This spring Northern Illinois University Libraries seek support for two programs.
The first will move the libraries' Children's Collection to the first floor of Founders Memorial Library and purchase shelving, furniture, and other items to make the collection available to children and allow researchers to study its use. This program seeks $10,000. The Friends of NIU Libraries will provide a match of $350 for every $1000 raised.
The second program will digitize two sets of materials from the libraries' Special Collections and Archives Unit. NIU Libraries' popular culture collections receive heavy use, especially late nineteenth-century dime novels and juvenile series books.
The first portion of this program will digitize volumes of one of these publications and make them available to scholars and fans in an online format. The New York Family Story Paper was one of the most widely-circulated weeklies published at the end of the 19th century. Authors such as Laura Jean Libbey and Nellie Bly dominated its pages for over thirty years, contributing hundreds of stories, some out of print now for over a century, that challenged the conventions of earlier sentimental fiction by rejecting passive heroines in favor of canny working-girls and society women who experienced their own desires and were more proactive in the defense of their lives. NIU holds 947 issues. Each $1,000 raised will allow the Libraries to digitize, preserve, and make accessible 75 issues.
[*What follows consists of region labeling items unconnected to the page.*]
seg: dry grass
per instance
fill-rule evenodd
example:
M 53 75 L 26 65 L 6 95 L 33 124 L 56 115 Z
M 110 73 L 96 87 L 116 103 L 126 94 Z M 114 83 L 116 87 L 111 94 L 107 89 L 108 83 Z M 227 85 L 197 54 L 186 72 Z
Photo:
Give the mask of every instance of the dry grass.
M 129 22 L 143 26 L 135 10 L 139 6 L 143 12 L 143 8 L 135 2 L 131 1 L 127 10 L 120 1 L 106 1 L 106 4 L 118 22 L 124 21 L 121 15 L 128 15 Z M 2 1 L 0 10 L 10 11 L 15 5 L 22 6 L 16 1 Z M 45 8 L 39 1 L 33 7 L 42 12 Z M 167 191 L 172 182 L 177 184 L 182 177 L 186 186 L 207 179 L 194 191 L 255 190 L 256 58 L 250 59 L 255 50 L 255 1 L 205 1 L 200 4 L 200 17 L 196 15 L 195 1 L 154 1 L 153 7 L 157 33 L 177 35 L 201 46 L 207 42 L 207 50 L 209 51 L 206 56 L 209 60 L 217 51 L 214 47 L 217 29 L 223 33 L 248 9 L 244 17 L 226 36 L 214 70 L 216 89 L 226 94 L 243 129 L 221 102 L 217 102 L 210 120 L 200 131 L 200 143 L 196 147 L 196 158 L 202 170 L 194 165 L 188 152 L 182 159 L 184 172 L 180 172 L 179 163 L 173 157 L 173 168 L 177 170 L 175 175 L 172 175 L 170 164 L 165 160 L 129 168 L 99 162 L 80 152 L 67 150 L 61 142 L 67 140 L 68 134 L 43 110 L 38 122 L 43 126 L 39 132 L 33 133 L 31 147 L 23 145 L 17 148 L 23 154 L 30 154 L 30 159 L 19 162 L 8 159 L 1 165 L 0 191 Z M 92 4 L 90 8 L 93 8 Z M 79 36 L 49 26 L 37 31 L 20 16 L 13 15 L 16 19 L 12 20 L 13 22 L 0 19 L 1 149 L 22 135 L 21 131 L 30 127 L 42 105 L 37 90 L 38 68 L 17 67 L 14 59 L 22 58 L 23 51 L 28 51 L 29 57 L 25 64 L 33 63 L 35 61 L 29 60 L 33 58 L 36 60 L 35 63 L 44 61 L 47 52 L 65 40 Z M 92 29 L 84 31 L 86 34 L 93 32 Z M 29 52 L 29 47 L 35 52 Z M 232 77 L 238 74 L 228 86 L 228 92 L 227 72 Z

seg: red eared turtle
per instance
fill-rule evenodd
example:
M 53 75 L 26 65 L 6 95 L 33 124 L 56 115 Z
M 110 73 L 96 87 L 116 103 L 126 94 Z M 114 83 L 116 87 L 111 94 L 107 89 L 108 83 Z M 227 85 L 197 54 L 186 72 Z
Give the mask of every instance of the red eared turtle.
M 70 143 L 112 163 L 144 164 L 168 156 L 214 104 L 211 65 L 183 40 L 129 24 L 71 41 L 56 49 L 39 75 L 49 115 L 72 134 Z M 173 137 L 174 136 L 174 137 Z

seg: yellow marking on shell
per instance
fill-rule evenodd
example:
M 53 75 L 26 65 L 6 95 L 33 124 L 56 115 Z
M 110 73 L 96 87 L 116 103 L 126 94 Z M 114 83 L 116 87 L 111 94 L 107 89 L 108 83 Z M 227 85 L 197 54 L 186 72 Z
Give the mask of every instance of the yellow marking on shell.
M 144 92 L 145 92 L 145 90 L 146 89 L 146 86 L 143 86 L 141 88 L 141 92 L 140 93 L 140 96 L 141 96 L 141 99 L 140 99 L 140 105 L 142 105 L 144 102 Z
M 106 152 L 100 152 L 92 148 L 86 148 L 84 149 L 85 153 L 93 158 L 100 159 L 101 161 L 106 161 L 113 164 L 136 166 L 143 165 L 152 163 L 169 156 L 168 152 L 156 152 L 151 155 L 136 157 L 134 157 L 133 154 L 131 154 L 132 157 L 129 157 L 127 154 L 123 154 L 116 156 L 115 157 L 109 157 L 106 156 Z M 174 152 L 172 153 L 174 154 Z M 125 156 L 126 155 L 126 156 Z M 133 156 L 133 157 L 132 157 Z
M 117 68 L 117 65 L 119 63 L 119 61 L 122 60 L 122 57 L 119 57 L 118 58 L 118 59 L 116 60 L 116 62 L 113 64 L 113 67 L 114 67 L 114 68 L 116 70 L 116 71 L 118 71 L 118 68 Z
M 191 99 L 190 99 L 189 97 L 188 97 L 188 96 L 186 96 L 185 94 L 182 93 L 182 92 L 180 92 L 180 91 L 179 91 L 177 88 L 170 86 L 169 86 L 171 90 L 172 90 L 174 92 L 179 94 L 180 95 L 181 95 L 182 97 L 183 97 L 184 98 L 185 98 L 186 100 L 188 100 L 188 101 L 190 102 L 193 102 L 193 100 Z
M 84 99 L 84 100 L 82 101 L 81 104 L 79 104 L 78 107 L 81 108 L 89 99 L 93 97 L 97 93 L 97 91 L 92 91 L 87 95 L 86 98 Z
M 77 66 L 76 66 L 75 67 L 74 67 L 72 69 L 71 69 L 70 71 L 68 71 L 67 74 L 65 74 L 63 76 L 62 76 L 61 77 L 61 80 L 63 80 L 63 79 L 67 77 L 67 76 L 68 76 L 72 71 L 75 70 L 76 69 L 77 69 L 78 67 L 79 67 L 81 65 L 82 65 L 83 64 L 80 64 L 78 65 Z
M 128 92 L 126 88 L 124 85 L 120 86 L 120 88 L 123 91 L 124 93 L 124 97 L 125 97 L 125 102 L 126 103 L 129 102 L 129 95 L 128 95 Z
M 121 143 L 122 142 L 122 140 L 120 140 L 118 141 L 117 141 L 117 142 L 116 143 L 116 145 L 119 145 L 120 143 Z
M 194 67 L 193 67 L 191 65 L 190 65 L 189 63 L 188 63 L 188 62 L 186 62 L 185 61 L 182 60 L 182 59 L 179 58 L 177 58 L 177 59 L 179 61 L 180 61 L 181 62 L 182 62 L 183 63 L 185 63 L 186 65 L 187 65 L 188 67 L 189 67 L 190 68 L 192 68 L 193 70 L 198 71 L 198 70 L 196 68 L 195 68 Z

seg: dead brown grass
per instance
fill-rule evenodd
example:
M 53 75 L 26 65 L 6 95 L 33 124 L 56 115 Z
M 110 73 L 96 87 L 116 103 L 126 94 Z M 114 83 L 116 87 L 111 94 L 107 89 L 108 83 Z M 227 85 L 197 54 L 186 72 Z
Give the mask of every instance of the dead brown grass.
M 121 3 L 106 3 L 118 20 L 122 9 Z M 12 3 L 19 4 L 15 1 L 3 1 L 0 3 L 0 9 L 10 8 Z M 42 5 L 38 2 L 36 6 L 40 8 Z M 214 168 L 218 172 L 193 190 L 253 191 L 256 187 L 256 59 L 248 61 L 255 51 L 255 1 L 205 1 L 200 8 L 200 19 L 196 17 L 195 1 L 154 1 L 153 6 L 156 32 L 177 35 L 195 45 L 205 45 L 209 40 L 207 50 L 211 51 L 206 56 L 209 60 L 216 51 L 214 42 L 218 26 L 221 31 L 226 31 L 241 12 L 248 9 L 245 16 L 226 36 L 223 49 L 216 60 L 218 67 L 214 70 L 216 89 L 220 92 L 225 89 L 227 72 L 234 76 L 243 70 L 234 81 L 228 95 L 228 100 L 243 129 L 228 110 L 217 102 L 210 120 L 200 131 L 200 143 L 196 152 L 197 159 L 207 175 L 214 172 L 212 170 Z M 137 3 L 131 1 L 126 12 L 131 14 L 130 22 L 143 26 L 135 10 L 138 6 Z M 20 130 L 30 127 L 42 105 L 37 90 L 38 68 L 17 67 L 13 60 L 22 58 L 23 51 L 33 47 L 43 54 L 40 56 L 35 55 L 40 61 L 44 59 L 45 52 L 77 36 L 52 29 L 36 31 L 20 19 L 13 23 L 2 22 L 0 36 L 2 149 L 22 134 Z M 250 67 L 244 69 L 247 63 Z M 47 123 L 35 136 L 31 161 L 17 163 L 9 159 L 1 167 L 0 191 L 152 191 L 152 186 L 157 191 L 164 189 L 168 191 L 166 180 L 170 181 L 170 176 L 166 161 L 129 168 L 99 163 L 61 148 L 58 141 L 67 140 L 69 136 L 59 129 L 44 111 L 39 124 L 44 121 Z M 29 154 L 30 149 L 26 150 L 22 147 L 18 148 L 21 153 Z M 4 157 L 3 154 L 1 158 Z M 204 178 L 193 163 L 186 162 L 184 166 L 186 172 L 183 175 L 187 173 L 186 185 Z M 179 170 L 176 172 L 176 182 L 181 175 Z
The other project will digitize 50 serializations, short stories, and poems by Horatio Alger, making them available online as they originally appeared to the American reading public: in story papers and magazines. These will join other works by Alger from Good News and Street & Smith’s New York Weekly that are already in NIU’s Nickels and Dimes, a collection of over 13,000 digitized dime novels and story papers. This project seeks to raise $795. The Horatio Alger Society will match the first $395 raised for this project dollar-for-dollar.